Prisoners – Review

Worth seeing: as a taut vigilante thriller with well judged and thought provoking lead performances, which deteriorates into a more standard Hollywood crime thriller
Director:Denis Villeneuve
Featuring:Hugh Jackman, Jake Gyllenhaal, David Dastmalchian, Dylan Minnette, Erin Gerasimovich, Kyla Drew Simmons, Len Cariou, Maria Bello, Melissa Leo, Paul Dano, Terrence Howard, Viola Davis, Wayne Duvall, Zoe Soul
Length:153 minutes
Certificate:15
Country:US
Released:27th September 2013

WHAT’S IT ABOUT?

Religious survivalist handyman Keller (Hugh Jackman) and his wife Grace (Maria Bello) are celebrating Thanksgiving with their children, at the home of their friends and neighbours Franklin (Terrence Howard) and Nancy (Viola Davis) when both families realise that their young daughters have gone missing together.

Keller’s son remembers seeing a camper van parked nearby and Detective Loki (Jake Gyllenhaal) manages to trace it to a local restaurant car-park. There’s no sign of the girls, but the driver, Alex (Paul Dano) is taken in for questioning.

With no evidence linking Alex to the disappearance, the police have to let him go, but Keller is convinced that he is behind the kidnapping and decides to take the matter into his own hands.

Loki follows up his own leads, starting with known local sex offenders, including a veteran priest.

Keller isn’t making the progress he’d been hoping for and Loki keeps coming up against dead ends and red herrings.

As the hours and days pass, the chances of finding the girls alive decrease and Keller and Loki adopt increasingly desperate measures to solve the case.

WHAT’S IT LIKE?

Oscar-nominated French-Canadian director Denis Villeneuve delivers an English-language debut that will doubtless get Hollywood interested; a thriller so taut that you’ll be able to feel fellow audience members holding their breath and gasping alternatively with shock or relief.

Hugh Jackman’s father figure makes for an interesting and conflicted protagonist – almost an anti-hero – as he takes the law into his own hands, grappling with the acceptability of using force to extract information, drawing parallels with America’s use of techniques such as water-boarding at Guantanamo Bay, for example.

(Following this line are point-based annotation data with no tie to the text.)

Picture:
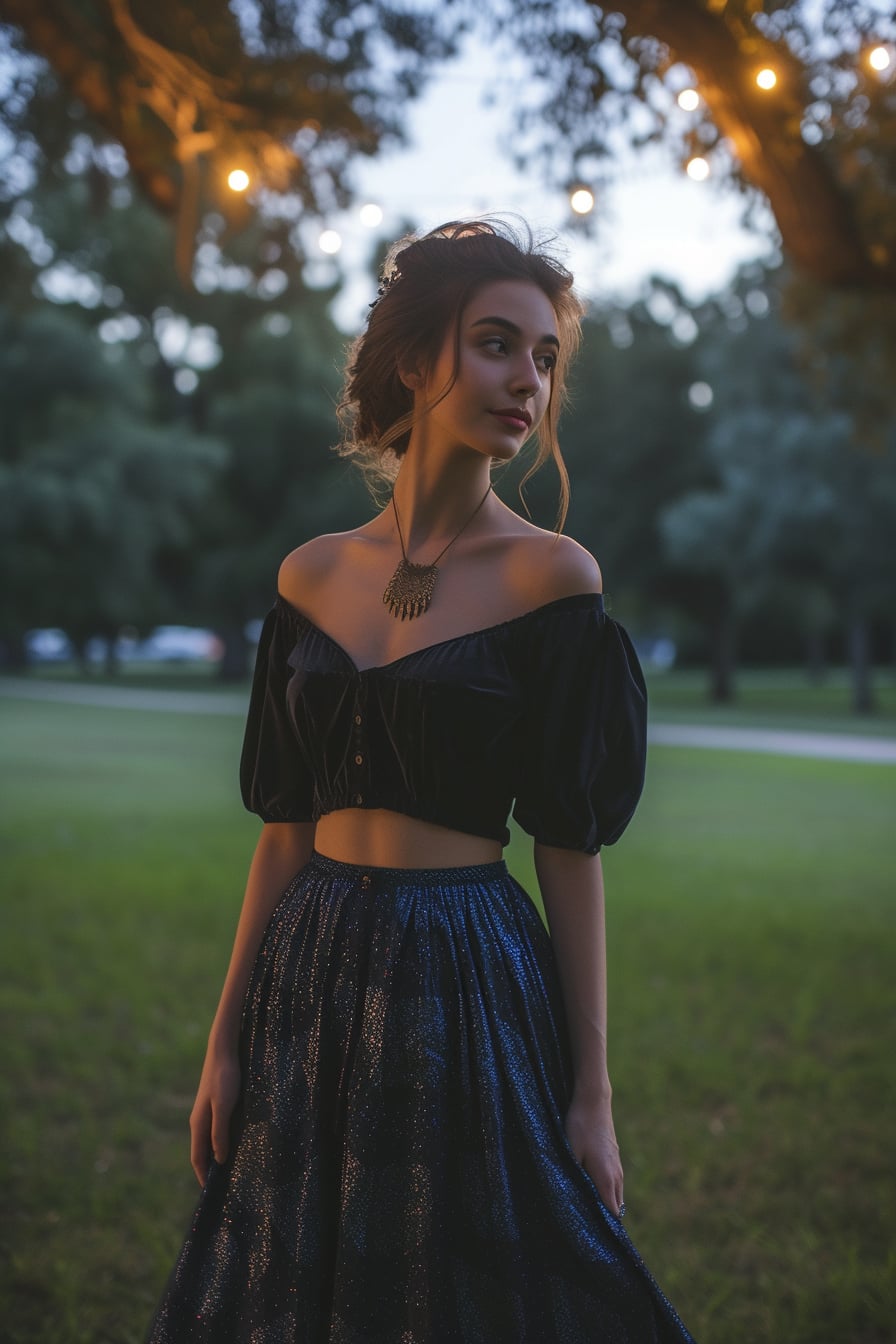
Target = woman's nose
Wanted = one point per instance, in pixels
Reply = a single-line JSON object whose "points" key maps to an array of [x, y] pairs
{"points": [[525, 376]]}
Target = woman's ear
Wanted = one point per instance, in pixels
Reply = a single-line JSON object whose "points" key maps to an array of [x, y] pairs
{"points": [[410, 376]]}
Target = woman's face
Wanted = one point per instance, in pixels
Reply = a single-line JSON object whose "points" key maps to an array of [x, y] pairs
{"points": [[508, 346]]}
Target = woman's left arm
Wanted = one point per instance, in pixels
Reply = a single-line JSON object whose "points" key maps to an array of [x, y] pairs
{"points": [[571, 887]]}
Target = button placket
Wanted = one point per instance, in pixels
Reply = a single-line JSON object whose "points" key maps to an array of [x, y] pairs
{"points": [[357, 735]]}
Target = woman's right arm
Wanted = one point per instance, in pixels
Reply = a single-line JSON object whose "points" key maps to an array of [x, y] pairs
{"points": [[284, 847]]}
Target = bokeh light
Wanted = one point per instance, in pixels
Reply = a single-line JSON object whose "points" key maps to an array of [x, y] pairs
{"points": [[700, 395], [582, 200]]}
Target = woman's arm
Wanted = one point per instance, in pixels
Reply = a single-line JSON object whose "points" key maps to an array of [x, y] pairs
{"points": [[284, 847], [571, 887]]}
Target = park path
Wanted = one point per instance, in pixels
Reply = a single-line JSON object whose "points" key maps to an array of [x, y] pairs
{"points": [[829, 746]]}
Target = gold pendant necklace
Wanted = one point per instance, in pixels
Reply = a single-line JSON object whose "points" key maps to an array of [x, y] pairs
{"points": [[410, 590]]}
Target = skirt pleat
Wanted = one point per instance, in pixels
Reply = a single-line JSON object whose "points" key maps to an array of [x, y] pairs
{"points": [[399, 1171]]}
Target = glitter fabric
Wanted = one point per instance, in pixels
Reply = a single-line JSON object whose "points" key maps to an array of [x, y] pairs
{"points": [[399, 1171]]}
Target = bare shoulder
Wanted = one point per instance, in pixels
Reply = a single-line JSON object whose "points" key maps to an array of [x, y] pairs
{"points": [[555, 566], [308, 565], [572, 569]]}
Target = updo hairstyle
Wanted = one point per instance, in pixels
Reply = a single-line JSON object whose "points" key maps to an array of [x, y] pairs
{"points": [[426, 285]]}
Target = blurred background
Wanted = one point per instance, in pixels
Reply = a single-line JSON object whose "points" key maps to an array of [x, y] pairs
{"points": [[194, 204]]}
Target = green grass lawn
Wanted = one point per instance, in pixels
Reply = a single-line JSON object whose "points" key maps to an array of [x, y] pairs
{"points": [[751, 985]]}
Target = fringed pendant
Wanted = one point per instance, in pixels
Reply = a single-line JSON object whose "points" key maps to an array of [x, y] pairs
{"points": [[410, 590]]}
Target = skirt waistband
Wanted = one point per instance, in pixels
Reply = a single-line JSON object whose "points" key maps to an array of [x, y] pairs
{"points": [[465, 872]]}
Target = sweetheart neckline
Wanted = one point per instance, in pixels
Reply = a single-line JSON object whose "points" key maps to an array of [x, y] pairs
{"points": [[438, 644]]}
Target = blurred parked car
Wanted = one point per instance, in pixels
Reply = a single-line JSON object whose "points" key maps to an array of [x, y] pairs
{"points": [[49, 647], [656, 653], [177, 644]]}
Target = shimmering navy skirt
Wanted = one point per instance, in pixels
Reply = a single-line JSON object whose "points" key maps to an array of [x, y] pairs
{"points": [[399, 1171]]}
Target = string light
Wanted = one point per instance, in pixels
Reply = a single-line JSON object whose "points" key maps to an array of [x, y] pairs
{"points": [[582, 200]]}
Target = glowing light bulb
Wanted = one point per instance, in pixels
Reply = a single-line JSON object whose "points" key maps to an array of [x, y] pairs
{"points": [[329, 242]]}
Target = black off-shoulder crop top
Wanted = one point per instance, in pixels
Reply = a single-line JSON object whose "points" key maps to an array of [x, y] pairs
{"points": [[544, 712]]}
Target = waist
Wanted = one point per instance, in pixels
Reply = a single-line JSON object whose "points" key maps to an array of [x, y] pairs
{"points": [[383, 839]]}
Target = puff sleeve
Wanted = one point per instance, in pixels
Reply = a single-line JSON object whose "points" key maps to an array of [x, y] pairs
{"points": [[585, 747], [273, 777]]}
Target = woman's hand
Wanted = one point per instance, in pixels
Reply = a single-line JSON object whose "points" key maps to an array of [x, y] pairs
{"points": [[593, 1139], [214, 1105]]}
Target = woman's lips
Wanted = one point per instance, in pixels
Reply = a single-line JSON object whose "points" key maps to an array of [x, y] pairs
{"points": [[513, 420]]}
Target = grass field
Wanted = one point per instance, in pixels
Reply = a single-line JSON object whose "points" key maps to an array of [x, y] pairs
{"points": [[751, 981]]}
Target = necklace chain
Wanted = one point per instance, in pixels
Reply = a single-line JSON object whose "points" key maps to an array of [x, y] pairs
{"points": [[410, 590]]}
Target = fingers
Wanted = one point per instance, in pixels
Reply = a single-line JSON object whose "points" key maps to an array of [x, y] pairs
{"points": [[220, 1133], [199, 1151]]}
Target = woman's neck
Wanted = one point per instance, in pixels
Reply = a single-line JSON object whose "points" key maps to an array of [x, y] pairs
{"points": [[435, 499]]}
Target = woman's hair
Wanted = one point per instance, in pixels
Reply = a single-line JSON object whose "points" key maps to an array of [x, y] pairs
{"points": [[426, 285]]}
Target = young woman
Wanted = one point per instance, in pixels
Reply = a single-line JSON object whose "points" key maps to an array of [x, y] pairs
{"points": [[403, 1126]]}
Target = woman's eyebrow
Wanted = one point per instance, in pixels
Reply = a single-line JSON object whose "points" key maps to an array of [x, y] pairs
{"points": [[515, 331]]}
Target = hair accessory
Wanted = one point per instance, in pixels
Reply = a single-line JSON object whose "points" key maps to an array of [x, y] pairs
{"points": [[384, 285], [410, 590]]}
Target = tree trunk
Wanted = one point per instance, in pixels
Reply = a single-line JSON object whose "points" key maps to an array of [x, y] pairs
{"points": [[860, 664], [724, 657], [816, 657]]}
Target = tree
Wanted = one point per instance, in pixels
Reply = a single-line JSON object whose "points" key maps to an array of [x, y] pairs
{"points": [[180, 88], [93, 496], [285, 93]]}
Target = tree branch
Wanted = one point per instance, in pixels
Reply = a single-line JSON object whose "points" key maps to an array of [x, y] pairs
{"points": [[814, 214]]}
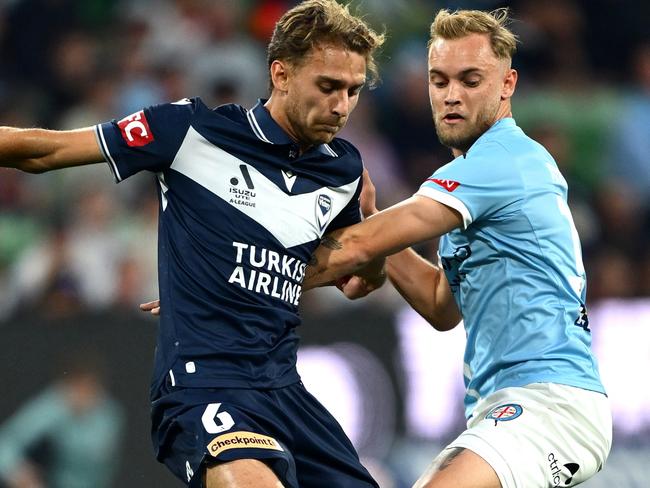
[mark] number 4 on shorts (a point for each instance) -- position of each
(214, 422)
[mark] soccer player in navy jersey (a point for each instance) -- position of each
(245, 198)
(510, 268)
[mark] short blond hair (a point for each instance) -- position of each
(461, 23)
(323, 21)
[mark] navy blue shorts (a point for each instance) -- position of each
(287, 428)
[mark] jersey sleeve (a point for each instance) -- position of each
(146, 140)
(481, 185)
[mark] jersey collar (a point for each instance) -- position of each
(266, 129)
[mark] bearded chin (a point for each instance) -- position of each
(461, 142)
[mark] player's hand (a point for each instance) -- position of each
(368, 197)
(152, 307)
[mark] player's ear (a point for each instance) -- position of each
(509, 83)
(280, 71)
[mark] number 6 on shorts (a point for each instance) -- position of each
(210, 416)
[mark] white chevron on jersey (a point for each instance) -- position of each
(289, 179)
(291, 219)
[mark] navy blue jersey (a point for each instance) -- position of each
(241, 212)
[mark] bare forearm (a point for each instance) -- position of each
(424, 286)
(40, 150)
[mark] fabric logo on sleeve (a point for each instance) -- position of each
(504, 413)
(135, 129)
(449, 185)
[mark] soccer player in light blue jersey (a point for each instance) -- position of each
(510, 268)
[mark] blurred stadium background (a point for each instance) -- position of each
(77, 253)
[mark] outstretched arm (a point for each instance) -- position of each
(424, 286)
(347, 250)
(40, 150)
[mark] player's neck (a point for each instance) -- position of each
(279, 115)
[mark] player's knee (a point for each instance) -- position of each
(440, 463)
(241, 473)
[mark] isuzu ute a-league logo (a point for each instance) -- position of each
(323, 210)
(242, 193)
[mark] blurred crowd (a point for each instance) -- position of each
(72, 239)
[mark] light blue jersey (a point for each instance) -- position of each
(515, 267)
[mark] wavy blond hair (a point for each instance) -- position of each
(453, 25)
(323, 21)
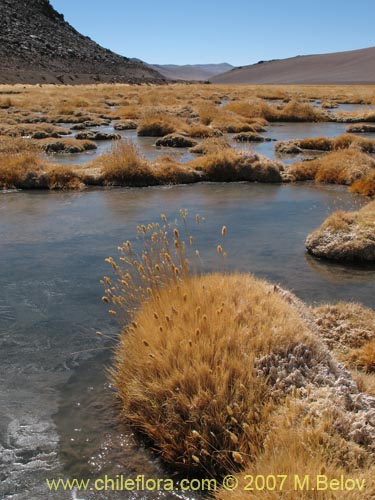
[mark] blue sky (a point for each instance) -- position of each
(236, 31)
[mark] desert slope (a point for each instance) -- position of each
(351, 67)
(38, 46)
(192, 72)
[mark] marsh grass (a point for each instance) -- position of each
(124, 166)
(306, 441)
(188, 377)
(341, 142)
(228, 165)
(21, 170)
(185, 365)
(365, 185)
(159, 123)
(341, 167)
(346, 236)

Similarly, Terrence Howard and Viola Davis take on the position of the American people – knowing about what’s going on but turning a blind eye in the hope that it will produce the desired results.

Jake Gyllenhaal, too, delivers a well judged performance as the honourable detective whose efforts to find the girls are hampered by having to waste his time keeping an eye on Keller.

While the film is tense and atmospheric and the acting ticks all the boxes, what explores some fascinating themes beneath the surface ultimately ends up being a rather standard Hollywood kidnap thriller, full of red herrings and coincidences without which the exceptionally long running time would have ended in an even less satisfying way.

The police procedural element of the film fails to convince, which is inexcusable in a kidnap thriller, regardless of what else is going on around the edges.

And too many of the supporting characters are archetypes, set up to be obvious kidnappers in order that we might be thrown when we realise that both our – and Jake Gyllenhaal’s time has been wasted – the creepy guy with learning difficulties, the child-abusing priest and so on.